İçimde hiç bilmediğim bir umut var ne olduğunu bilmediğim bir isim veremediğim bütün yorgunluğumu unutuverirdiğim ...Herkes bugünlerde neden böylesin diyor cevap vereiyorum besleddiğim deli bir umut çünkü bu hasret bize bizden gelmedi diyorum. Biz sadece sevdik birbirimizi oysa böylesi daha acıymış ayrılıkların yeni anlıyorum severek ayrılmak zorunda kalmak. Bu cümleyi kurarken bile bütün vucudumun çekildiğini hissediyorum. Seni sevmekten vazgeçemiyorum olmuyor denedin mi diye sorma denemek istemiyorum denemiyorum da seni sevmekten vazgeçmek ahmaklık bir yerde...Ben o tabutta seninle olmalıydım diyorum kızma sakın...
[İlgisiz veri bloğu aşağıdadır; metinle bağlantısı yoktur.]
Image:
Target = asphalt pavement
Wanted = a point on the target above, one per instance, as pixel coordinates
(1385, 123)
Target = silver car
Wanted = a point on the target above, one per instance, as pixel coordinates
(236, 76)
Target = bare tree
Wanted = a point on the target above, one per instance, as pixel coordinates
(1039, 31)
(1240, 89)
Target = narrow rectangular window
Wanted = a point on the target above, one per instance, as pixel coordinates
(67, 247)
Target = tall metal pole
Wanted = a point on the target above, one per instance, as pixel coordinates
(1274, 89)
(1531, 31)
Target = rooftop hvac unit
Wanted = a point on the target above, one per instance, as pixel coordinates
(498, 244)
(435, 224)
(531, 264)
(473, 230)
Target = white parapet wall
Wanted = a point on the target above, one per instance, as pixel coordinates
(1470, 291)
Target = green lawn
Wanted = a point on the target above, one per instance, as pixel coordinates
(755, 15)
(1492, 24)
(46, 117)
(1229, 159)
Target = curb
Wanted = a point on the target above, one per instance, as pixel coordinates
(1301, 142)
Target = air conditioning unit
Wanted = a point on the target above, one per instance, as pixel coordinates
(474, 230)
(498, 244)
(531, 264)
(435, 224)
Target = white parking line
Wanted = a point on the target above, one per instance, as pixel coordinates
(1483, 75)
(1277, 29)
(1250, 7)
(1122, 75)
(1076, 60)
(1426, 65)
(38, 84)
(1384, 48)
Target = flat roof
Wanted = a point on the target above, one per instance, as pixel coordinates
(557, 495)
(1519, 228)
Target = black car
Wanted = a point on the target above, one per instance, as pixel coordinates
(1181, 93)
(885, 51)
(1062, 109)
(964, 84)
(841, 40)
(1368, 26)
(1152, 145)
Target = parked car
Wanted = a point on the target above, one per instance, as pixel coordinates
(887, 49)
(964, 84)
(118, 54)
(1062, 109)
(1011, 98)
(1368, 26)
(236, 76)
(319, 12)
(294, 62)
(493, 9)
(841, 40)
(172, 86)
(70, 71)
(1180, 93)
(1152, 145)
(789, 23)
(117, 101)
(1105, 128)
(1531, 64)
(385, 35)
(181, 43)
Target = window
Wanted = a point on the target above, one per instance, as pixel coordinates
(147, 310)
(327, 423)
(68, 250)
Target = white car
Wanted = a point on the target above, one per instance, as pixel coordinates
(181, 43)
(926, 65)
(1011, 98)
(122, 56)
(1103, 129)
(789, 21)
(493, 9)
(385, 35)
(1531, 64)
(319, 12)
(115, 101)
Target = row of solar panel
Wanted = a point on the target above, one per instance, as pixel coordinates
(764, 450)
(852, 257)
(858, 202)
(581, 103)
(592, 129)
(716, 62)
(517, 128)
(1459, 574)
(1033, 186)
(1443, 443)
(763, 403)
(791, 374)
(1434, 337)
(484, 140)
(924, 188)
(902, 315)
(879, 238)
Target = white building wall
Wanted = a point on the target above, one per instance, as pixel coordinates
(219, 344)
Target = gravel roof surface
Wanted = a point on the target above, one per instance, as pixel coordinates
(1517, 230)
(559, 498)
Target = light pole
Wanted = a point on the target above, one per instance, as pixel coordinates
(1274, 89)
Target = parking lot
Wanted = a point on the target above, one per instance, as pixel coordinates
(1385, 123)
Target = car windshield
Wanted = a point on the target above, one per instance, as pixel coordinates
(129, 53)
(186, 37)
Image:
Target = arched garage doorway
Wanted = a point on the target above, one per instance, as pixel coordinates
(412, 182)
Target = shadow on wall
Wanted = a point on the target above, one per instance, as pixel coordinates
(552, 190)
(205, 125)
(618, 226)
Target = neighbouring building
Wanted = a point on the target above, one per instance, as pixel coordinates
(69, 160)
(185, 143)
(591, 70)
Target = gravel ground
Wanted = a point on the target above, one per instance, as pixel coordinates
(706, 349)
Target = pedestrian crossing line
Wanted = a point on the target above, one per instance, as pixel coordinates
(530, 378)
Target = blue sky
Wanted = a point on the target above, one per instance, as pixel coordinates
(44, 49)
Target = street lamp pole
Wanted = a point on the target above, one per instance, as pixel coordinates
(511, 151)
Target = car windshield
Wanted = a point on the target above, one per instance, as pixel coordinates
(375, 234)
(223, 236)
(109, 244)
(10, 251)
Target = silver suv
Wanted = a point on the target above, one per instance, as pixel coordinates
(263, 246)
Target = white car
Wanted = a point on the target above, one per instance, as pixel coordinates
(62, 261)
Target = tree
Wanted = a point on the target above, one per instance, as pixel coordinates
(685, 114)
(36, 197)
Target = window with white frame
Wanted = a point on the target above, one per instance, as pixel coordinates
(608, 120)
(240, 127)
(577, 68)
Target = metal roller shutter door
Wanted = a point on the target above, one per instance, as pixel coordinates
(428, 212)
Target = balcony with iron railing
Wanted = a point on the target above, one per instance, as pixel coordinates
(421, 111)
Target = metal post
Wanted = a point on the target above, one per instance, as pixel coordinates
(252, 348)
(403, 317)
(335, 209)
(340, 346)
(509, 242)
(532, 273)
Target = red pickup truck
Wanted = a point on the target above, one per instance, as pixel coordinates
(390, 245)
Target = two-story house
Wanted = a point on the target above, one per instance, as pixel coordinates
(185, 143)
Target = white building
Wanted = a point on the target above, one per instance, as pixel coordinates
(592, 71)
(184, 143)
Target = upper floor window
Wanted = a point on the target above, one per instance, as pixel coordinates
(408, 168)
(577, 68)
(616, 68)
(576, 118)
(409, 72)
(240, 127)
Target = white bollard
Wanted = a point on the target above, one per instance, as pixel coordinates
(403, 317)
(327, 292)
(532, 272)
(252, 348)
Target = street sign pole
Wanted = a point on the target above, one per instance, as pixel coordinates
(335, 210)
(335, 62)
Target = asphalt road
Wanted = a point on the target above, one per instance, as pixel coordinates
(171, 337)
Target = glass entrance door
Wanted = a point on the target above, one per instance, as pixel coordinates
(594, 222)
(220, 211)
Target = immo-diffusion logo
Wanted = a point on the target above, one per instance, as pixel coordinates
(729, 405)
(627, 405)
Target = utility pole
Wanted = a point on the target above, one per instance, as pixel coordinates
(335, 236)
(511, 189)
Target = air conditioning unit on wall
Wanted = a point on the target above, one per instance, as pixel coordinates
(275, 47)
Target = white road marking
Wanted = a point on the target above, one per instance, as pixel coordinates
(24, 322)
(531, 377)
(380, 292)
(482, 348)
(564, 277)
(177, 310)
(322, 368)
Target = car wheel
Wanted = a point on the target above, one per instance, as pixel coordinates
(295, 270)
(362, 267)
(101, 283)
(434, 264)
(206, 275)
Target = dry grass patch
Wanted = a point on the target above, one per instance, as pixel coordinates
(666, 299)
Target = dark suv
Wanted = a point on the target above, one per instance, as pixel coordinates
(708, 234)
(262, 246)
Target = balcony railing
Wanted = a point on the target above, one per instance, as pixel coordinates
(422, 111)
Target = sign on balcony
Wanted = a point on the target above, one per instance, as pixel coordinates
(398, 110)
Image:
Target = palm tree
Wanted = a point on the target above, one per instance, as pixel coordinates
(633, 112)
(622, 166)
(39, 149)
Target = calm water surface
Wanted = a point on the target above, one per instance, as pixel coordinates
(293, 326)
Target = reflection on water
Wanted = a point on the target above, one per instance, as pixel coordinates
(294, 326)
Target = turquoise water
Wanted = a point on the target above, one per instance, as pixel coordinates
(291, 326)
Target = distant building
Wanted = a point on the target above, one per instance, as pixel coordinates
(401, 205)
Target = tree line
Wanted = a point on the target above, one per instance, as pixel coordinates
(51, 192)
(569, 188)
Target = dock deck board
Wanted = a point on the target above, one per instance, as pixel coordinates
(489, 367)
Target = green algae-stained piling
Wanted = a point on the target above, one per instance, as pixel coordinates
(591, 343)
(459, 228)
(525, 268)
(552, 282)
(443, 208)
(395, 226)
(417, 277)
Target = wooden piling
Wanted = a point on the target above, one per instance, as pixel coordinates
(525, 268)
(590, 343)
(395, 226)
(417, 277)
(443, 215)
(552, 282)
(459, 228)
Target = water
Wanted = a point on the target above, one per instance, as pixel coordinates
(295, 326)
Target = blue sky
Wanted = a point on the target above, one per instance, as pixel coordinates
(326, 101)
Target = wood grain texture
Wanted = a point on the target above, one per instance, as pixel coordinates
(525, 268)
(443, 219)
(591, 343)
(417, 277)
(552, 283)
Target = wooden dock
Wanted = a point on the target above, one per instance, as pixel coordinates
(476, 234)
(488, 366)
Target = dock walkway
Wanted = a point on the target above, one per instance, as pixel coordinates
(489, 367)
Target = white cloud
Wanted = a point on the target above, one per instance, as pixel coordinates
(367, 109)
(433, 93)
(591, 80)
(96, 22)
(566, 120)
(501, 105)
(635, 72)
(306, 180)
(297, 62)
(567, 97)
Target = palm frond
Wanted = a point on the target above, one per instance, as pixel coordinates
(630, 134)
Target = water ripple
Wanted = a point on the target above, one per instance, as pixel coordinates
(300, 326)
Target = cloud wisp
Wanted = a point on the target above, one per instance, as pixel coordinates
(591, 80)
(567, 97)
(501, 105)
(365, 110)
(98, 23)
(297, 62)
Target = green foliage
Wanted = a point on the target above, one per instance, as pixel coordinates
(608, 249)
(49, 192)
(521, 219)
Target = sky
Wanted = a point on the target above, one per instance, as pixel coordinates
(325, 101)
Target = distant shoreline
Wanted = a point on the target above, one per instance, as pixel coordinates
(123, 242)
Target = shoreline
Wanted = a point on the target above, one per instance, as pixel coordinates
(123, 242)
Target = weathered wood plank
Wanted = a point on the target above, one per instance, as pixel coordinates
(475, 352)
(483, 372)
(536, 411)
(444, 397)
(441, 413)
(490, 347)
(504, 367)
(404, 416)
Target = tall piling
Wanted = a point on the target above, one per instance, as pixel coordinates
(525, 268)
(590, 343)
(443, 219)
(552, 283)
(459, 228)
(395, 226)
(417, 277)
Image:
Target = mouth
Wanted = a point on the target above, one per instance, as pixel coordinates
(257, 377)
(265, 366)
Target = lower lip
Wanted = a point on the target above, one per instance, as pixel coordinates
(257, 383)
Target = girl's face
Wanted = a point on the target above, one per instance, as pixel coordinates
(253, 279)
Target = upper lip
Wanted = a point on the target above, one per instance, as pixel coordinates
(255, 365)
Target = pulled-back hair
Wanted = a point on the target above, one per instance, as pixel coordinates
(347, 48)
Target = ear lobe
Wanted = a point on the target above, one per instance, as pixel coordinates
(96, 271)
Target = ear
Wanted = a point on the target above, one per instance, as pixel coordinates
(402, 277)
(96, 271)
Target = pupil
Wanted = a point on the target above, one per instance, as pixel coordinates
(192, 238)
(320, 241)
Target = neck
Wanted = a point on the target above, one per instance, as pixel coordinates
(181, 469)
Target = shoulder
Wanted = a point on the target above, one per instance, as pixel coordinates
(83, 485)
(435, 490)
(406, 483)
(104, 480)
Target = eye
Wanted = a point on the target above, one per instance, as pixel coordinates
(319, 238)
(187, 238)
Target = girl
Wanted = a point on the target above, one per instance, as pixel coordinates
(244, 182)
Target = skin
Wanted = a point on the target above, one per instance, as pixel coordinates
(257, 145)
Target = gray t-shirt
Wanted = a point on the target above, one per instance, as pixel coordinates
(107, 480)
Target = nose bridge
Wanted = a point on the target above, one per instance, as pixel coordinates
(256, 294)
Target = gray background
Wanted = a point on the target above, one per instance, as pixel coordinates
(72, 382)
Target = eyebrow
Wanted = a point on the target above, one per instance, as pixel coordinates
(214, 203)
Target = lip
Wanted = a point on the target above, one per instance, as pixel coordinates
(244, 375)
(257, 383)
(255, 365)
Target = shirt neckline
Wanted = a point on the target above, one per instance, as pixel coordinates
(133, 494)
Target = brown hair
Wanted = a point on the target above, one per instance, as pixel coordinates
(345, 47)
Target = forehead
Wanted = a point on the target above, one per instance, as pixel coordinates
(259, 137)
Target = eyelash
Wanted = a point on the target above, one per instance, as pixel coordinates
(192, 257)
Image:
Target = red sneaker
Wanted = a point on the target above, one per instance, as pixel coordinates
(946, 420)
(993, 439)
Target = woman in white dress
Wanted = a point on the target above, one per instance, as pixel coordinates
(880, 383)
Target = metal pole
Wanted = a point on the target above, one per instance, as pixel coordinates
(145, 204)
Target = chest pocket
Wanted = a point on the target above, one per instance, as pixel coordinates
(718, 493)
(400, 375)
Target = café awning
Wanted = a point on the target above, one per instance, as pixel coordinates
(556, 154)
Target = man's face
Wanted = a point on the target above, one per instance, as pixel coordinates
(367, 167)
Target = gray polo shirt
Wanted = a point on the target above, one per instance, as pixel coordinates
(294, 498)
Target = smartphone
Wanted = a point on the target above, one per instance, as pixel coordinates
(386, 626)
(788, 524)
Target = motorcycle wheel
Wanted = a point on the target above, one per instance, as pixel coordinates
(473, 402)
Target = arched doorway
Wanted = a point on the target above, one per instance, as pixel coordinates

Bak şimdi bugün izinliyim içimde bir his sana gelmem gerektiğini söylüyor.Beni özlediğini fısıldıyor ufaktan alıp paltomu karışıyorum şehrin kalabalık yalnızlığına...
Yağmur yağıyor şehrin yorgun kaldırım taşlarına usul usul yaklaşan ayak sesleri benim sana bir kez daha gelişimin habercisi duyuyormusun...Biliyorum belkide ağlamaklısın sen yine gözlerin dolu dolu sarılmak ellerimi tutmak istiyorsun gel yarim hoşgeldin diye beni karşılayışını gözlerindeki o nemli bakışa küçük bir gülümseme katıp sıkı sıkıya boynuma sarılışını bütün yüreğimle hissediyorum.Bak yarim yağmur yağıyor yine bu şehre hani benim en sevdiğim havalar senin için en sevdiğim kıyafetlerimi giydim bak altı yıl geçti ama sürdüğüm jölelere rağmen hala saçım dökülmedi tamam hadi kıskanma yine,üzülme senin yüreğime bıraktığın mabede kimse giremedi...Bana aldığın gömleği giyiyorum hala tamam biraz eskidi ama olsun sen bu gömlekle beni görmeye bayılırdın efelik damarın kabarır yine bütün karizman üzerinde bana dağıttırma ortalığı der gülümseyerek sarılır boynuma yanağıma kondurduğun küçük öpücüğe birde seni seviyorum ekleyip beni kendimden geçirir sarhoş ederdin.Bak söylemeyi unuttum sana en sevdiğin çiçekleri getirdim yine hani her buluşmamızda bir yerime saklar sonrada kırış kırış edip verirdim ya sende deli çocuk şu çiçekleri elinde getirsende kırılmasa yazık değil mi derdin hala vazgeçemedim o huyumdan hala çiçeklerini uluorta getiremiyorum biliyorum belkide beni izliyor bir köşede gülümsüyorsun koca adam oldun hala çocuk huylarından vazgeçemiyorsun diyorsun.Yok ama biliyorum sen benim için asla öyle düşünmezsin ah benim yüreği cennet yarim...
Biliyorum bu aralar seni biraz ihmal ettim ama inan bana yüreğim hep seninle yüreğim hep senin olduğun bir yerde ben senden hiç vazgeçemedim yerini kimselerin almasına izin veremedim.Hala dün gibi aklımda yaşadıklarım kendime geldiğimde senin altı ay önce öldüğünü söyledilerr bana ne kadar kolaymış herkes için senin öldüğünü söylemek senin öldüğünü kabullenmek peki ya ben; şimdi altı yıl geçti ne benim senden altı ay sonraki acım nede altı yıl sonraki acım hiç değişmedi ben hala aynı hasrette hala aynı sevgide hala senin koynuna gireceğim günü sabırsızlıkla beklemekteyim yanına gelmeyi çok isterdim ama gitmeden önce bana bıraktığın bir mektupta şöyle demişsin biliyorum beni hiçbiryerde yalnız bırakmak istemeyeceksin ama ben hep seni bekliyor olacağım Allah ın takdirine karşı gelme ve benim yanıma o istemeden gelme...O istediği gün biz yarım bıraktığımız türküyü birlikte söylemeye devam edeceğiz...Yarım kalan türkümüzü söyleyeceğimizi günü sabırsızlıkla bekliyorum...Ve her geçen gün seni tarifi imkansız bir aşkla seviyorum....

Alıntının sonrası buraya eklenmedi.